Peretz Perl, “How life expectancy calculations deviate“, letter to the editor, Financial Times, 21 December 2016 (metered paywall).
This is an important point. The mean simple average) and the median measure different things. To illustrate with an exaggerated, hypothetical case, suppose we have a sample of 100 individuals born in the same year, 40 of which die at age 5, 50 at age 50 and 10 at age 70. The average (mean) life expectancy at birth for this cohort would by 34 years. But the median life expectancy would be 50 years. Why?

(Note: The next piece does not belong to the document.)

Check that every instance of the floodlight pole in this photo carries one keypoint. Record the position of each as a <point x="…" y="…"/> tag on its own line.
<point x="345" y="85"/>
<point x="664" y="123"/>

Because this is the life expectancy of the median person, i.e. the life expectancy of the 50th person (the median!), arranging all individuals in order of their years of life.
I may be wrong, but my impression is that few in a population of supposedly well-educated people are able to distinguish between a mean (simple average) and a median. If Ms Ahuja, who has a PhD in space physics, confuses the two measures, anyone can.
The median is useful concept. I think it should be taught in middle school, or even earlier.
Alas, life expectancy changes over time, typically increasing, so calculation of the median for a specific cohort becomes more difficult. Mr Perl goes on to explain that, for this reason, the “’calculated’ median understates the actual historical median age at death for that cohort”:
That’s because the standard calculation for such a median age at death assumes that the probabilities of death at each age are frozen at the rates that were applicable in the year of calculation — in this case 1900. The true median age at death for the 1900 US birth cohort was dramatically impacted by the ongoing improvements in longevity as the cohort made its way through the 20th century.
For example, the probability that an American born in 1900 who had survived to the age of 40 would die before age 41 was significantly lower when he or she actually reached age 40 in 1940 than what it was thought to be in when they were born in 1900, and so on. The actual median age at death to which most Americans born in 1900 survived was closer to 60.
Mr Perl displays an impressive knowledge of demography and statistics, far beyond what might be expected even from a Financial Times reader! I googled “Peretz Perl” and discovered he is an actuary at New York-based TIAA-CREF, one of the largest pension funds in the world. That explains everything.
We cannot all become actuaries. But it should be possible for all of us to distinguish between a mean and a median. The concepts are not difficult and, in my opinion, could be taught to students from an early age.